Introduction
In order to tune a query, you need to know two things:
– can it be tuned, and if yes, then by how much
– which part of the query (which operation, or which data object) is most promising from the tuning point of view.
Currently existing tuning methods don’t really answer these questions. You either focus on the most expensive operation(s), and hope that you can eliminate them (or transform them into something less cosly), or you focus on the ones where you see a large discrepancy between actual rowcounts and optimizer predictions (cardinality feedback tuning). Either way, you can’t be sure that you’ve set your priorities right. It could well be the case that the cost of the most expensive operation cannot be reduced by much, but you can win back enough performance elsewhere. With the cardinality feedback tuning, you also don’t have any guarantee that improving accuracy of optimizer estimates would eventually transform into acceptable level of performance.

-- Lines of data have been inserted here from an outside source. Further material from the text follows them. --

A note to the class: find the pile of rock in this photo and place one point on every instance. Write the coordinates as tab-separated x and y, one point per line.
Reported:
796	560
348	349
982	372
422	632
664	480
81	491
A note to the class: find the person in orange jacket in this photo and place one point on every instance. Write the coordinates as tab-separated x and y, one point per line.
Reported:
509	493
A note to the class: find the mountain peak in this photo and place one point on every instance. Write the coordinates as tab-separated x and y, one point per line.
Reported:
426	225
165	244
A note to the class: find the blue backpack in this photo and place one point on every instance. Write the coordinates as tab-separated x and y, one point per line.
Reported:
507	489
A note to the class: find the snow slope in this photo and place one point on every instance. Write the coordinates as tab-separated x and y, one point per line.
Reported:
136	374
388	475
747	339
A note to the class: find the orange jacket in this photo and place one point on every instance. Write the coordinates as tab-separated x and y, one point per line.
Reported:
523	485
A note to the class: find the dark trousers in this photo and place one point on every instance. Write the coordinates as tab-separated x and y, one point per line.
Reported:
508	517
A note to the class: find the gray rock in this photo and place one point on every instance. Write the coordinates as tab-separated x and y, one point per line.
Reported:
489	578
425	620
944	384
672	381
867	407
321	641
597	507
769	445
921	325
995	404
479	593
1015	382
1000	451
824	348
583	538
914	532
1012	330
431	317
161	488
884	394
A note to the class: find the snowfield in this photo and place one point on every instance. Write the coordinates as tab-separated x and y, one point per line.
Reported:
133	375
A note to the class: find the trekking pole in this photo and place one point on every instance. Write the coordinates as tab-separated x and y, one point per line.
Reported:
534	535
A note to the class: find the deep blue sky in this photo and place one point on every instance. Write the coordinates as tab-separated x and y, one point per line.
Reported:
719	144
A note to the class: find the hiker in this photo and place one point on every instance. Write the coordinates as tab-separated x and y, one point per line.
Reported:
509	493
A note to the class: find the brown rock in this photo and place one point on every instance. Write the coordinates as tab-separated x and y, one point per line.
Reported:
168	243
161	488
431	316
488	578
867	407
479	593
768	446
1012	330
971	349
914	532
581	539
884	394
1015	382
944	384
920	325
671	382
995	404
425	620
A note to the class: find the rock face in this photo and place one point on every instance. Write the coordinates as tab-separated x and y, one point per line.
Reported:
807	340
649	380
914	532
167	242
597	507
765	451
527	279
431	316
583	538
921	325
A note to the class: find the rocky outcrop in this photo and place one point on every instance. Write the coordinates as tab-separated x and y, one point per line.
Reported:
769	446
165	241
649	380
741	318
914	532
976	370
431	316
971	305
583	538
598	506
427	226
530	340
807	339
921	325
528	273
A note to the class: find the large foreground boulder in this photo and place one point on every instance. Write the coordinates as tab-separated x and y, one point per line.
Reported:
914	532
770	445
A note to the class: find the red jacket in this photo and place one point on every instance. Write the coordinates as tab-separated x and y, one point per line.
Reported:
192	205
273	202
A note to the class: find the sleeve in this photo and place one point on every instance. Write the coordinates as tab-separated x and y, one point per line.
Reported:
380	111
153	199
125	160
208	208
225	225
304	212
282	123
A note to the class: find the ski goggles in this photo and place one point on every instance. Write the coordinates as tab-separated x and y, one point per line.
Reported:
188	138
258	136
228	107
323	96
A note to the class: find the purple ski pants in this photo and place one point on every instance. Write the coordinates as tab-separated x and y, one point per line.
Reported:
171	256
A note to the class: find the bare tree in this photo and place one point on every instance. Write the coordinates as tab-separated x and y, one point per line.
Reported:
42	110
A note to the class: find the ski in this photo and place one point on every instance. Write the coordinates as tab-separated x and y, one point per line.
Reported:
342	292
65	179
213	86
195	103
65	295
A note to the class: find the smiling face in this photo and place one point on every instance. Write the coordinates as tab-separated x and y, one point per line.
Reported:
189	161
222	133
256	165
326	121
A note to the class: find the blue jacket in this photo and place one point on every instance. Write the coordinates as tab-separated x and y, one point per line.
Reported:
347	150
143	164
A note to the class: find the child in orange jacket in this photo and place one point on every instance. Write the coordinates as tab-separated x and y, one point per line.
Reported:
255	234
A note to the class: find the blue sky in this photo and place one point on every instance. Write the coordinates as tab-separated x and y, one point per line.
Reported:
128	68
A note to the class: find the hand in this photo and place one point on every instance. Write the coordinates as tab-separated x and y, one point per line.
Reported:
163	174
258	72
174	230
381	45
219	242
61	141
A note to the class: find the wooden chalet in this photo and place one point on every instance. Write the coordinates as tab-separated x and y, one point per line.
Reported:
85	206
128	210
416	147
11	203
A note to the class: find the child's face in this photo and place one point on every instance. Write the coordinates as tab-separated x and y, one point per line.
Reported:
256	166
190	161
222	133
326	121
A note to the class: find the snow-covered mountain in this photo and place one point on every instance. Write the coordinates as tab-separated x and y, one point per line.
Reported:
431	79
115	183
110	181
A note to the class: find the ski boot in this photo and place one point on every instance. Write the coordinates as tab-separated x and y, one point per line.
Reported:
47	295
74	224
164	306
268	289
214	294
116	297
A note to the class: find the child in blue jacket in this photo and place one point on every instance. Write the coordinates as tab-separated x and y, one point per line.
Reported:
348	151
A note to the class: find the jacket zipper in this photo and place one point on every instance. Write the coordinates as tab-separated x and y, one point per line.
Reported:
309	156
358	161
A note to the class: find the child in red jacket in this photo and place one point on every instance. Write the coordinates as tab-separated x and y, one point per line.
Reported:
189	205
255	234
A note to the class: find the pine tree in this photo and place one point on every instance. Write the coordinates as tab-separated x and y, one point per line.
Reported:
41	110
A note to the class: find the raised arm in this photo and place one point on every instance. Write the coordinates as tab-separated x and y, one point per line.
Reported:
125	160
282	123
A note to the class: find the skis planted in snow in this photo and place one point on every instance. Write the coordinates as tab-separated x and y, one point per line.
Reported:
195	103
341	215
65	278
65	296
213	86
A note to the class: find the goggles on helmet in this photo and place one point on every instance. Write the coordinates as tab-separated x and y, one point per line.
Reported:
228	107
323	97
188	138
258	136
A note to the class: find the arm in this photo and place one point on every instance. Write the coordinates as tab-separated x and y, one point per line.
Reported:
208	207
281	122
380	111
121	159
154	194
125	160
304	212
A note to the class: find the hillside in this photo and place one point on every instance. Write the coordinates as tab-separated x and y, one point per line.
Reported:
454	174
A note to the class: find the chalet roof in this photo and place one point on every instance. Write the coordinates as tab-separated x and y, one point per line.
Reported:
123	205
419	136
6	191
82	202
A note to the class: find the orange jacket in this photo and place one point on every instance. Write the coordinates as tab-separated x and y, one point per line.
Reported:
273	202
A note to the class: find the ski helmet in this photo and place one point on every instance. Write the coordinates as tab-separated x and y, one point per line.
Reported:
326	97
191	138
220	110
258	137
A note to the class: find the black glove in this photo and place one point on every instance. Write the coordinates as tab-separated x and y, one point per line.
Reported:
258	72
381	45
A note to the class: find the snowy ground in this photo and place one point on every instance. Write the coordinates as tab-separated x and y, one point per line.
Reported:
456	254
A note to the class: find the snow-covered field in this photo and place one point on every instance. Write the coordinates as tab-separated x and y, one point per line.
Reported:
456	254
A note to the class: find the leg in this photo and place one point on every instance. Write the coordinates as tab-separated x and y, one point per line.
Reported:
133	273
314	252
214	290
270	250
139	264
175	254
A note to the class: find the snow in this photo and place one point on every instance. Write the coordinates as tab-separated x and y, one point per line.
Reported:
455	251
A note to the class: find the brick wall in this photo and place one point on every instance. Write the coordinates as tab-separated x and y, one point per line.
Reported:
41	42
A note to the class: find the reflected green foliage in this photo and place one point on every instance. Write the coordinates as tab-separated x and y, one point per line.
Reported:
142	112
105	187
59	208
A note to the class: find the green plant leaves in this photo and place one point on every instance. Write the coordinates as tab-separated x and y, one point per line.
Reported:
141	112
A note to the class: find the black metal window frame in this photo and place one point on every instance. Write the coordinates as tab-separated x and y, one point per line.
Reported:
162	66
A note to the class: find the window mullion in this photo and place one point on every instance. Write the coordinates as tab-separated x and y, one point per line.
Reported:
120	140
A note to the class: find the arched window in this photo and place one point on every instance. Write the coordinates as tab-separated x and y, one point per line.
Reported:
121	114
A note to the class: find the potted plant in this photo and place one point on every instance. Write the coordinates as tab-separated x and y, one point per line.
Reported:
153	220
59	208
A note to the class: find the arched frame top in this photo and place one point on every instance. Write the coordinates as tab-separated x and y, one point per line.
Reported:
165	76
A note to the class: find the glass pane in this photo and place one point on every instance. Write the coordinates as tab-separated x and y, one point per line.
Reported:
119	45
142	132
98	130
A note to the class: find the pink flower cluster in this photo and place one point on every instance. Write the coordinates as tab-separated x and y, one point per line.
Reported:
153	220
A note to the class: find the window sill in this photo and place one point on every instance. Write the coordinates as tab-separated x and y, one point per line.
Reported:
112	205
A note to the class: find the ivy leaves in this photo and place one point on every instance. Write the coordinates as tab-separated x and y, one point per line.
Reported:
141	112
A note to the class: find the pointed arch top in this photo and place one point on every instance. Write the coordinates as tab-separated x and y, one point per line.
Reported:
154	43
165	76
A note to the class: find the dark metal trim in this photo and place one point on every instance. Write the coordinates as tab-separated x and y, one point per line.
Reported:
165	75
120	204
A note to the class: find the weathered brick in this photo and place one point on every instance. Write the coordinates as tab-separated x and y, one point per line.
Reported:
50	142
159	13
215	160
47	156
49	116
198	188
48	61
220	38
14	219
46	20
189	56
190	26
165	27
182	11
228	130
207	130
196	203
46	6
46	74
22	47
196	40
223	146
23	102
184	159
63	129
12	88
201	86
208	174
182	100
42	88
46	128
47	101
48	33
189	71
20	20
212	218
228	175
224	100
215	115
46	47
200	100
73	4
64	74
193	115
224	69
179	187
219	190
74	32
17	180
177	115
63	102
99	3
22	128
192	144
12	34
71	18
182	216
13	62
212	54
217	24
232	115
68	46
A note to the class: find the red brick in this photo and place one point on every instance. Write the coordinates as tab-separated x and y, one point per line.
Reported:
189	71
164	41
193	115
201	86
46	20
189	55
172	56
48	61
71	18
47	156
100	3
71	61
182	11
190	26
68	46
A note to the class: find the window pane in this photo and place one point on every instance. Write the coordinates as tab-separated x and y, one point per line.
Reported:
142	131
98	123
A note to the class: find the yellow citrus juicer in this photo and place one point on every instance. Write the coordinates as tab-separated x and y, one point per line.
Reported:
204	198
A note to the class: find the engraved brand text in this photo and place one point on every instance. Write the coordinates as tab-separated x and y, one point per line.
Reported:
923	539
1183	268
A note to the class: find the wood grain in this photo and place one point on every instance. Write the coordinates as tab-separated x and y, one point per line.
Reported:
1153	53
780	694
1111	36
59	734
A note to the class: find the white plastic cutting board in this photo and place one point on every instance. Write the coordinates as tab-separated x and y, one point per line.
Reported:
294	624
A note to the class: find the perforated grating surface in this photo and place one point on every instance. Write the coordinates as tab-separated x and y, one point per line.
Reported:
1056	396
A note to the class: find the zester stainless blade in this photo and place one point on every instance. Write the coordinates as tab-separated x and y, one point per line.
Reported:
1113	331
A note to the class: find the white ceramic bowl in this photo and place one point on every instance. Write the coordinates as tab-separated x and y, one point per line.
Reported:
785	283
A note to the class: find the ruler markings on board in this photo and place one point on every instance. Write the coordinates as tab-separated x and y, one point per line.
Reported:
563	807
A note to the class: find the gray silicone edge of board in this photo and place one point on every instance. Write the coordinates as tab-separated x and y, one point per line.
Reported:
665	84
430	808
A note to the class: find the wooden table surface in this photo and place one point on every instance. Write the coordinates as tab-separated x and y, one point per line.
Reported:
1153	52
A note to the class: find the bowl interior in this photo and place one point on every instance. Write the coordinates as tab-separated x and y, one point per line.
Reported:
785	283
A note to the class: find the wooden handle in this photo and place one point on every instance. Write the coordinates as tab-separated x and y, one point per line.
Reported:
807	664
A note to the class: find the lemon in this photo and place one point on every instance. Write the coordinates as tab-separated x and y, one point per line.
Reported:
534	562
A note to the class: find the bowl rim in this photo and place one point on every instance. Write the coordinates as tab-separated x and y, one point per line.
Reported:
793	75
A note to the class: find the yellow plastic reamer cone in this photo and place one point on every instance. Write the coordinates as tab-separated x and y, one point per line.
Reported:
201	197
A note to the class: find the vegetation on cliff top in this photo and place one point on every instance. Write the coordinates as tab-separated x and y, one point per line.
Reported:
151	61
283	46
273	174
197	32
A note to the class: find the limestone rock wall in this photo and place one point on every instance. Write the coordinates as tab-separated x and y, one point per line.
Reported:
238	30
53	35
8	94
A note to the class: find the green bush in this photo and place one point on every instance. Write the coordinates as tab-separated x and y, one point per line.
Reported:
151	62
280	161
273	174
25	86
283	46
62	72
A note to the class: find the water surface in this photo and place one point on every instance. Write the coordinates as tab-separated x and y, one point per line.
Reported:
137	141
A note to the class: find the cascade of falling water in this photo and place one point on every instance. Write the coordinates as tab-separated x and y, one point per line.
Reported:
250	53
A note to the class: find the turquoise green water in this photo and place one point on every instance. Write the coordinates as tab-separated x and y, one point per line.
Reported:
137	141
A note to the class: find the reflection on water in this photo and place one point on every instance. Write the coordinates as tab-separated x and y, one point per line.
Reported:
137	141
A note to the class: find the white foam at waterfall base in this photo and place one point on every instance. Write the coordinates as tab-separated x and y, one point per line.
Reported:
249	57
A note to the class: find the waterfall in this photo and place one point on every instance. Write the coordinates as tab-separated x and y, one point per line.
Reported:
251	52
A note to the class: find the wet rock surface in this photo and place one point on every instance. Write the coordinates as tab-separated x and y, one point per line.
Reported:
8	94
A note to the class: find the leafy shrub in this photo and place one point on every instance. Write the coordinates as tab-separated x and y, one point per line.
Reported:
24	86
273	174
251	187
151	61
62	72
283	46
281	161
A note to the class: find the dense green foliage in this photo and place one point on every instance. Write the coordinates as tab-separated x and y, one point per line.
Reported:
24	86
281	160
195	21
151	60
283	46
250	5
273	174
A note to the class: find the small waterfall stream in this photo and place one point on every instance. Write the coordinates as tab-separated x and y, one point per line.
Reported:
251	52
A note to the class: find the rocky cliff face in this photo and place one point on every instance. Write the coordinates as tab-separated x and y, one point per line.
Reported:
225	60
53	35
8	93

Of course, if the plan only contains a few operations, this is not a big issue, and after a few trials you will usually get to the bottom of the problem. However, when dealing with very complex plans, hundreds operations long, this is not really an option. When dealing with such plans a few months back, I developed for myself a simple tuning method that allows to evaluate with high accuracy potential tuning benefits of plan operations, using rowsource stats and optimizer as input. In this post, I’m sharing this method, as well as a script that implements it.